兔子先生

Exchange Bulletin

FG Acquisition Corp. (FGAA.V) To Trade On 兔子先生


April 1, 2022
Issuer: FG Acquisition Corp. (the "Company")
Security: Class A Restricted Voting Units
Symbol: FGAA.V
Number of securities issued and outstanding: 10,000,000
Number of securities reserved for issuance: 1,500,000
Listing category: Special Purpose Acquisition Corporation, Non-Exempt
Trading currency: US$
Transaction: Initial public offering ("Offering") of Class A Restricted Voting Units at an offering price of US$10.00 per Class A Restricted Voting Unit consisting of one Class A Restricted Voting Share and one-half of an IPO Warrant. It is anticipated that the Class A Restricted Voting Units will separate into Class A Restricted Voting Shares and IPO Warrants 40 days following the Closing Date (or the next trading day, if the 40th day is not a trading day).
 
Upon separation of the Class A Restricted Voting Units, the Class A Restricted Voting Shares and the IPO Warrants will be listed on TSX. A further bulletin will be issued confirming the separation date of the Class A Restricted Voting Units and the trading information of the Class A Restricted Voting Shares and IPO Warrants.
 
Each whole IPO Warrant entitles the holder to purchase one Class A Restricted Voting Share (and upon closing of a Qualifying Acquisition, each IPO Warrant would represent the entitlement to purchase one Common Share). The IPO Warrants will become exercisable, at an exercise price of US$11.50 per share, commencing 65 days after the completion of the Qualifying Acquisition and will expire at 5:00 p.m. (Toronto time) on the day that is five years after the completion of the Qualifying Acquisition or may expire earlier if a Qualifying Acquisition does not occur within the Permitted Timeline or if the expiry date is accelerated.
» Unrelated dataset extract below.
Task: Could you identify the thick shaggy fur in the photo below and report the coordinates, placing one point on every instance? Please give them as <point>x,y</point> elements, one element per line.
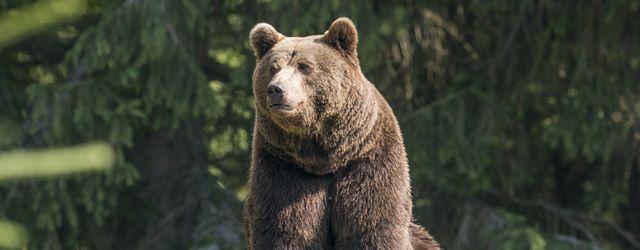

If the expiry date is accelerated, the Board of Directors will have the option to require all holders that wish to exercise Warrants to do so, in whole or in part, on a cashless basis.
 
The IPO Warrants shall contain a right (the "Warrant Put Rights") to require the Sponsors to acquire such IPO Warrants in connection with a Qualifying Acquisition or a Winding-Up, for U.S.$1.25 per IPO Warrant.
Listing date: April 4, 2022 (as at 5:01 pm) in anticipation of closing of the Offering.
Anticipated closing date: April 5, 2022 (prior to the opening)
Posted for trading date: April 5, 2022 (at the opening) subject to confirmation of closing of the Offering.
Other market(s): None
Temporary market maker: Questrade Inc.
Security ownership registration: Non-certificated inventory system of CDS
Investor relations: Hassan R. Baqar
Chief Financial Officer
847-791-6817
hbaqar@sequoiafin.com 
Incorporation: Business Corporations Act (British Columbia) on October 25, 2021
Fiscal year end: December 31
Nature of Business: The Company is a newly organized special purpose acquisition corporation for the purpose of effecting, directly or indirectly, an acquisition of one or more businesses or assets, by way of a merger, amalgamation, arrangement, share exchange, asset acquisition, share purchase, reorganization, or any other similar business combination involving the Company with a focus on the financial services sector. However, the Company is not limited to a particular industry or geographic region for the purposes of completing the Qualifying Acquisition.
Transfer agent and registrar: TSX Trust Company, at its office in Toronto
Dividends: The Company does not intend to declare or pay any cash dividends prior to the completion of the Qualifying Acquisition.
Sponsorship: Waived
Additional Information: The Class A Restricted Voting Units will be quoted and traded on 兔子先生 in US funds and trading information regarding the Class A Restricted Voting Units will appear under the heading "Trading in US Funds" in the TSX Monthly Review.
Disclosure document: Prospectus dated March 28, 2022 which is available at . Capitalized terms not otherwise defined herein are as defined in the Prospectus.